In zunehmend volatilen Umwelt- und Klimabedingungen stehen Unternehmen vor der Herausforderung, physische Klimarisiken – also akute Ereignisse wie Hochwasser oder langfristige Veränderungen wie Trockenheit und Wasserstress – systematisch zu identifizieren und zu steuern.
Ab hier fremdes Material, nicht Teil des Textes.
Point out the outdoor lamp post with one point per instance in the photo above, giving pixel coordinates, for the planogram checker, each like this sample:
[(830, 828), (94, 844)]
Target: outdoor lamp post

Für Organisationen mit eigenen Standorten und weitverzweigten Wertschöpfungsketten wird dies zu einer strategischen Aufgabe: Die Bewertung von Exposition, Vulnerabilität und daraus resultierenden Risiken wird zur Grundlage eines zukunftsfähigen Risikomanagements.
Die Dimension der Herausforderung
Laut einer Analyse von S&P Global Sustainable1 könnte der jährliche finanzielle Schaden für die weltweit größten Unternehmen aufgrund physischer Klimarisiken bis in die 2050er Jahre auf USD 1,2 Trillionen wachsen — vorausgesetzt, es erfolgt keine Anpassung. Auch die European Central Bank (ECB) stellt fest, dass physische Risikoindikatoren (z. B. Überschwemmungen, Dürre, Waldbrände) zunehmend im Zentrum der Finanz- und Unternehmensanalyse stehen. Darüber hinaus zeigt eine Studie: Nur rund 30 % globaler Unternehmen bewerten bislang umfassend ihre physischen Klimarisiken und insbesondere die Risiken entlang der Lieferkette bleiben vielfach unberücksichtigt.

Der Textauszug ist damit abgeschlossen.